Note;- the 12 step system saved my life! No one can interrupt me, no matter what I say, or how I say it! no censorship of my material! I get to speak my own story; no cross talk! and this is the most important long term aspect of my recovery process!
Returning to the land of the living;
So, Ive been preparing to return to the land of the living! This requires that I forgive all people from the past; especially any false friends I met when young, and brothers or sisters that took advantage of me! I have one brother that was a drug addict that stole all the money for years and years and years and years from the family system at every angle! they allowed it; mother, Grandmother! I saw very little of it! I was swindled out of my inheritance by both my brother and mother! I never saw it coming; I was mentally ill! I just wanted to be loved and a home! and my life back; I wanted to feel like I had a home and a life back and I belonged to someone! These monsters had no conscious! they felt nothing! I fell for it! I signed some papers and lost land that was left to me by my Grandmother! and suddenly this brother and mother stopped calling or contacting! Then I realized what had happened! what happened to me! I was swindled like before; nothing had changed! I had been manipulated and used! I didn't see it coming! I was older when this happened! I tried to come back to these false people, not understanding what or who they were! I found out the hard way what they were!
Im now on my way back to becoming myself again; its hard! no stability from the past! its like I never had a past! it was all a lie! where I lived was a lie! the people I knew as a child were a lie! the neighborhood I came from; no such thing! I did not come from this neighborhood! A house was bought in this neighborhood; the occupants would not live their long! I was one of them; I was being dumped! I had no real address, but never knew it! no one cared about my future; I never knew this; they hid this well! and the other children in this family system went through this before I was born; I was in turn! meaning, it was my turn!

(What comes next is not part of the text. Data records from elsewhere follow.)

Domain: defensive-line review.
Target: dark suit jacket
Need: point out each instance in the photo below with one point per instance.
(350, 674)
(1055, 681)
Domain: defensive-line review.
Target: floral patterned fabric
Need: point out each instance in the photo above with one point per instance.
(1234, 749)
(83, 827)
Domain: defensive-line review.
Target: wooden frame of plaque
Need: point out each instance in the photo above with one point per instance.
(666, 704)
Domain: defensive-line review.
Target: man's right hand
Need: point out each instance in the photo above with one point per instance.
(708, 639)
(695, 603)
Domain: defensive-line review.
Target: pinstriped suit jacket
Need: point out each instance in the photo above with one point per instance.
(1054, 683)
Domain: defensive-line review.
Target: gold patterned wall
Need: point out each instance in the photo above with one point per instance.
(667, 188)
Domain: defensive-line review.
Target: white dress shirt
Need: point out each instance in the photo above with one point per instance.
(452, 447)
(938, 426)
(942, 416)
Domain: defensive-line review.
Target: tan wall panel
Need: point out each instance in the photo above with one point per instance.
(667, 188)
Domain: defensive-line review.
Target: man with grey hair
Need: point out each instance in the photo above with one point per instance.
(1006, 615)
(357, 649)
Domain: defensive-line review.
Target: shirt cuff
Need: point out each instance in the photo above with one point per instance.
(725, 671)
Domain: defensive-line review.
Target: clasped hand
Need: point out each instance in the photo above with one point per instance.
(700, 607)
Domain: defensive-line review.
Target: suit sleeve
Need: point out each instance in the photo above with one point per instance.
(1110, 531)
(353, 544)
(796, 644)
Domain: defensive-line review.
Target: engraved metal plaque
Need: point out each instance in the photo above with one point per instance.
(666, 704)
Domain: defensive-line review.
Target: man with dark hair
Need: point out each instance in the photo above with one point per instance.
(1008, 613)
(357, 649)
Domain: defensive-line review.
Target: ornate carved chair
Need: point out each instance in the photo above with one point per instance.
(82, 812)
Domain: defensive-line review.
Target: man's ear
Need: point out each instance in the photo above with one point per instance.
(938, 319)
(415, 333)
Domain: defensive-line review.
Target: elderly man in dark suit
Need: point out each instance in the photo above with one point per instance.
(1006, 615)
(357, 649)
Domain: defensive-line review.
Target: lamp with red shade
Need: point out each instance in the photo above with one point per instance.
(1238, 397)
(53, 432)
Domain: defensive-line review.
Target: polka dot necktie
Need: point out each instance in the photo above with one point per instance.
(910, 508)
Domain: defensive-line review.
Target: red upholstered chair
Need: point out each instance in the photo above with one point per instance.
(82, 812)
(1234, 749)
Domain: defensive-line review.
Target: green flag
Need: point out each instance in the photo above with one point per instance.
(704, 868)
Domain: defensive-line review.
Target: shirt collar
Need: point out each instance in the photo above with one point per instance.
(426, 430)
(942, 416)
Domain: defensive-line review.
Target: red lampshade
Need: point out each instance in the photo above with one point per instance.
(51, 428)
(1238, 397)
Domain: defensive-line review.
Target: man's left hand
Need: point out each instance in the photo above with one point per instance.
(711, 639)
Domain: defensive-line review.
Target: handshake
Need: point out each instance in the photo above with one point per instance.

I never saw it coming! it was like being ambushed by thieves!
So; here I am now, attempting to get over my pain and insecurity; and its happening; Im trying to remember who I am and get back to that place! get past the trauma in my mind and nervous system!
So, the work is to heal up and come back to being a full person in spite of what I went through! this is possible! Im anxious for this to happen! one must see it in their mind first! and I am! Im beginning to see glimpse of the real me the way I used to be when innocent and young! and I want that person back!
Relationships; who do I date! who do I attract, who do I trust! Im a believer in alining with a higher power; God! and God sifts through the world matching me up with others with the same frequencies! And I await such people into my life! however, I have to be out n about to meet them! so, I wait on God! and I have to walk over and introduce myself to them; shake their hands and talk with them a bit! and Im learning all this! the hardest part is leaving it be! let God bring the right people around if they are suppose to be! its attraction not promotion; they see my value and start showing up!